We pay security researchers who find real bugs. Our promise is simple: **you bring us a real finding, we pay you a real bounty, and we never threaten you with legal action for doing your job.**

## In scope

* All Auora smart contracts on Polygon (asset prediction, factory, tournaments, referral)
* Our public web application
* Our public APIs
* Any endpoint that handles signed messages, oracle data, or user authentication

## Out of scope

* Third-party services we depend on (oracle networks, RPC providers, hosting providers — please report those to the upstream vendor)
* Social engineering of Auora employees
* Denial-of-service attacks against our public infrastructure (please don't)
* Issues already reported by another researcher or already fixed

## Reward tiers (indicative)

| Severity | Description                                                     | Reward          |
| -------- | --------------------------------------------------------------- | --------------- |
| Critical | Direct theft of user funds, oracle bypass, settlement forgery   | Up to \$250,000 |
| High     | Permanent freezing of user funds, round resolution manipulation | Up to \$50,000  |
| Medium   | Temporary DoS of round settlement, info leak of in-window picks | Up to \$10,000  |
| Low      | Hardening recommendations, minor info disclosure                | Up to \$1,500   |

Final reward amounts are determined based on severity, exploitability, and quality of report.

## How to report

Email **[dev@auora.gg](mailto:dev@auora.gg)** with:

1. A clear description of the vulnerability
2. Steps to reproduce
3. Impact assessment
4. Any proof-of-concept code (optional but appreciated)
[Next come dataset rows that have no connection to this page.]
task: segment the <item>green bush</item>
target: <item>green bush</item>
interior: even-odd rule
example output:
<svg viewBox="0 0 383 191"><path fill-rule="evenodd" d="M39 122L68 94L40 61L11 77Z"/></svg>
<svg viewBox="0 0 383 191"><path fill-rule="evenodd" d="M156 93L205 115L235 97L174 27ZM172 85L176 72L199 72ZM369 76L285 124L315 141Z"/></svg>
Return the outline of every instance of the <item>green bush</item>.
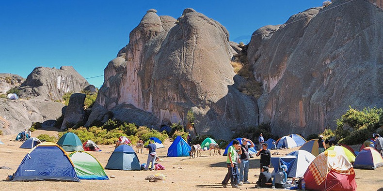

Please **do not** publicly disclose the vulnerability until we have confirmed a fix. We commit to acknowledging your report within 24 hours and providing a substantive response within 5 business days.

## Safe harbor

Good-faith security research conducted under this program will not result in legal action from Auora. Specifically, we will not pursue civil action or notify law enforcement for accidental, good-faith violations of this policy. We consider activities consistent with this policy to be authorized testing.